Tuttavia da qualche anno, anche i cartoni animati prodotti da Hollywood, in particolare quelli della Pixar, sempre più sembrano parlare più agli adulti che ai loro figli.
Soul, da questo punto di vista, non fa eccezione e sembra quasi essere il punto di arrivo di un discorso che il regista Pete Docter, aveva già affrontato nei precedenti Up (2009) e Inside out (2015).

Stavolta protagonista della vicenda è Joe Gardner (Jamie Foxx), insegnante di musica alle medie che da sempre coltiva l’ambizione di diventare un grande musicista jazz. Proprio quando, finalmente, il suo sogno sta per realizzarsi, Joe muore. Attraverso una serie di vicissitudini che non sveleremo, il nostro prima si ritrova nell’Oltremondo e poi nell’Antemondo dove conosce 22 (Tina Fey), un’anima che da sempre, come suggerisce il suo numero, si rifiuta di incarnarsi in un corpo sulla Terra.

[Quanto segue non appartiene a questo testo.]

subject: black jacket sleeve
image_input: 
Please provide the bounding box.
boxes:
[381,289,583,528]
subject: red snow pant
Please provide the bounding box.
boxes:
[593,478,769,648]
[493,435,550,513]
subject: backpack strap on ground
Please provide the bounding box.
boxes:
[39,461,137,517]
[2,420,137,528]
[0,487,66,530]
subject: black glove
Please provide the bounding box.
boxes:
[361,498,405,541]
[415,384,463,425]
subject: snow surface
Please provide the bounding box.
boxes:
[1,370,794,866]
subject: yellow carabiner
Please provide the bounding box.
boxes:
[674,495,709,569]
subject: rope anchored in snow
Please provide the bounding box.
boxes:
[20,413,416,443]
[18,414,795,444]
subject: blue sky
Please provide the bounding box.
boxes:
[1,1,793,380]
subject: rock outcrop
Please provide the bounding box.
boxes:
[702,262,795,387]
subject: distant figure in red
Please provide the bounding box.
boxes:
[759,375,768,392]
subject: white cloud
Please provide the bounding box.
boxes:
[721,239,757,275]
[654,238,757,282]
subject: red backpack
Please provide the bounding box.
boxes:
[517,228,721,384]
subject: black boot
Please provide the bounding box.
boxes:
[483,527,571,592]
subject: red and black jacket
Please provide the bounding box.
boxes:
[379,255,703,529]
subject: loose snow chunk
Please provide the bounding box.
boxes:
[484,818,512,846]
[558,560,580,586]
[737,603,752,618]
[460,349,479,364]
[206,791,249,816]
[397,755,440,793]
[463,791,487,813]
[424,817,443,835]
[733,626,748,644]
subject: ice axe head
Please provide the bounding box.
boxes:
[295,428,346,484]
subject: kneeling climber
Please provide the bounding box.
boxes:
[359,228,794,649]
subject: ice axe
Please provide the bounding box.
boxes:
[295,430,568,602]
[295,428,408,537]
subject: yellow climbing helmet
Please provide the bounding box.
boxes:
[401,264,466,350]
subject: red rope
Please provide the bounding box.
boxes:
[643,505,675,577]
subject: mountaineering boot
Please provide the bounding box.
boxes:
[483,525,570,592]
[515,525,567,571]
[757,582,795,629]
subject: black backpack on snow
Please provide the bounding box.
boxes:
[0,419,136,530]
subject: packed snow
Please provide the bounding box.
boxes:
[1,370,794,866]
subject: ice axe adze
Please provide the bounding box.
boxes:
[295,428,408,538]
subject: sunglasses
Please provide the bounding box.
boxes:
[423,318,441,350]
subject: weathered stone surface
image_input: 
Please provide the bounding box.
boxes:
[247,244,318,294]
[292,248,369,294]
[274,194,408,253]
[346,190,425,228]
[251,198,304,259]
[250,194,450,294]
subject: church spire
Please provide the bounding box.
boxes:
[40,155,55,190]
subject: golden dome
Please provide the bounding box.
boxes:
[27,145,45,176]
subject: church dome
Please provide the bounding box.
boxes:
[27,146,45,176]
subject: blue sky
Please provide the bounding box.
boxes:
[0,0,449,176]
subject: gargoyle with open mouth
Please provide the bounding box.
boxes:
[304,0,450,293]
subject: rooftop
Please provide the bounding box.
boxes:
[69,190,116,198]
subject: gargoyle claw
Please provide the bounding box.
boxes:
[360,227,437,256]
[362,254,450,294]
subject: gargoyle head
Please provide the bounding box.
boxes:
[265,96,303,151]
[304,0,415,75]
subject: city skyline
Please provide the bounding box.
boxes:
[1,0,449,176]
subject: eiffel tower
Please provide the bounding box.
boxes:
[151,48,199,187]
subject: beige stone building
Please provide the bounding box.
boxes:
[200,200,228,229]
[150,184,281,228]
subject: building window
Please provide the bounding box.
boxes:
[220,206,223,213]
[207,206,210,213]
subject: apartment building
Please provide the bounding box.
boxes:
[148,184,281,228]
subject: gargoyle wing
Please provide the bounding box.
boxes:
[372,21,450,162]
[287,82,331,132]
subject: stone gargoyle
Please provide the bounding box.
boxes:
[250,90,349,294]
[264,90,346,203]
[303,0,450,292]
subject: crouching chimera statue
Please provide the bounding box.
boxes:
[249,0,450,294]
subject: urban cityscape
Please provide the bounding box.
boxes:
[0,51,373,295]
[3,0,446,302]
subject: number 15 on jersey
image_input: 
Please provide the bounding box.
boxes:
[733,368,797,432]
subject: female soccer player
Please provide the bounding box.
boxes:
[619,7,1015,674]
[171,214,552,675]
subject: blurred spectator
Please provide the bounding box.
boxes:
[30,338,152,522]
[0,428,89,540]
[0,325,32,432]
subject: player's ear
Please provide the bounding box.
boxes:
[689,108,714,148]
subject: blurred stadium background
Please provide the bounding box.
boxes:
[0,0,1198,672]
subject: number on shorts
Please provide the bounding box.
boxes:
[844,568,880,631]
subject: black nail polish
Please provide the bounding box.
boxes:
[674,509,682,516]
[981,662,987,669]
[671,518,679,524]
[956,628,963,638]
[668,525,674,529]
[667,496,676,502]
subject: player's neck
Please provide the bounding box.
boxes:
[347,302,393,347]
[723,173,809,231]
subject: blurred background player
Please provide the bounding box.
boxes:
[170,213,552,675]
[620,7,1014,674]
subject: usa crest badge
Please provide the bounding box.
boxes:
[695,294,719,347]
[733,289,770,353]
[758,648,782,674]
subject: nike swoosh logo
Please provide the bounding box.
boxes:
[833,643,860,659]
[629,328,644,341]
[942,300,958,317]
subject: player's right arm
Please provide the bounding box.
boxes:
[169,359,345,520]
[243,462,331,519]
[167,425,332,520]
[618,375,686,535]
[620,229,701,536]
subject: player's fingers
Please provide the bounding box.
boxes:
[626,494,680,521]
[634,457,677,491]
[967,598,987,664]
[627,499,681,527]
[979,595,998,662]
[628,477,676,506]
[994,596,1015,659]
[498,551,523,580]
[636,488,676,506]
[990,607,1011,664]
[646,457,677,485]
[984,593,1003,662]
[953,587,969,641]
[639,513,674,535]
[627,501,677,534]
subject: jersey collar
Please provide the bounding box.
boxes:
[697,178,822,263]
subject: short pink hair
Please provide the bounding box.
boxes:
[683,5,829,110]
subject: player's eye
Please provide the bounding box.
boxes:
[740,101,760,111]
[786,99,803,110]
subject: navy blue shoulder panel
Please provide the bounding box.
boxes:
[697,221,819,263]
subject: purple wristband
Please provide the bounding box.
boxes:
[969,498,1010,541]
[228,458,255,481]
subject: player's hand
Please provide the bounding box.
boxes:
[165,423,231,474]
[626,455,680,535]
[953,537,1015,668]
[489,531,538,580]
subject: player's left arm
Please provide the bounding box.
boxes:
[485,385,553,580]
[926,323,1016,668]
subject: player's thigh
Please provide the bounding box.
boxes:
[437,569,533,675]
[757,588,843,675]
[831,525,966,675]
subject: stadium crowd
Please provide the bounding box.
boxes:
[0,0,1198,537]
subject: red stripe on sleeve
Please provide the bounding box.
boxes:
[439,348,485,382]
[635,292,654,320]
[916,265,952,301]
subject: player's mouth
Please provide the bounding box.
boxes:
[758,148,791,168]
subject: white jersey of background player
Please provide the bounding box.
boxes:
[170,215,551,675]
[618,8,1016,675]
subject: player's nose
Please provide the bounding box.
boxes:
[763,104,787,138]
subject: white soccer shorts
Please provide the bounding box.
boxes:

Joe e 22 rappresentano due facce della stessa medaglia.

22, infatti, è convinta che non ci sia nulla per cui valga la pena vivere nel nostro mondo e per questo rifiuta di compiere il grande passo.
Joe, invece, da sempre insegue un sogno che ritiene darebbe senso alla sua intera esistenza.

La temporanea reincarnazione ed il loro viaggio sulla terra sarà per entrambi l’occasione per rimettere in discussione le rispettive convinzioni.

Al centro di tutto c’è l’idea della scintilla, l’ultimo tassello, se così si può dire, che permette alle anime in attesa di un corpo di trovare la passione o lo scopo della loro esistenza terrena.
È intorno a questo concetto che si sviluppa tutto il senso di Soul.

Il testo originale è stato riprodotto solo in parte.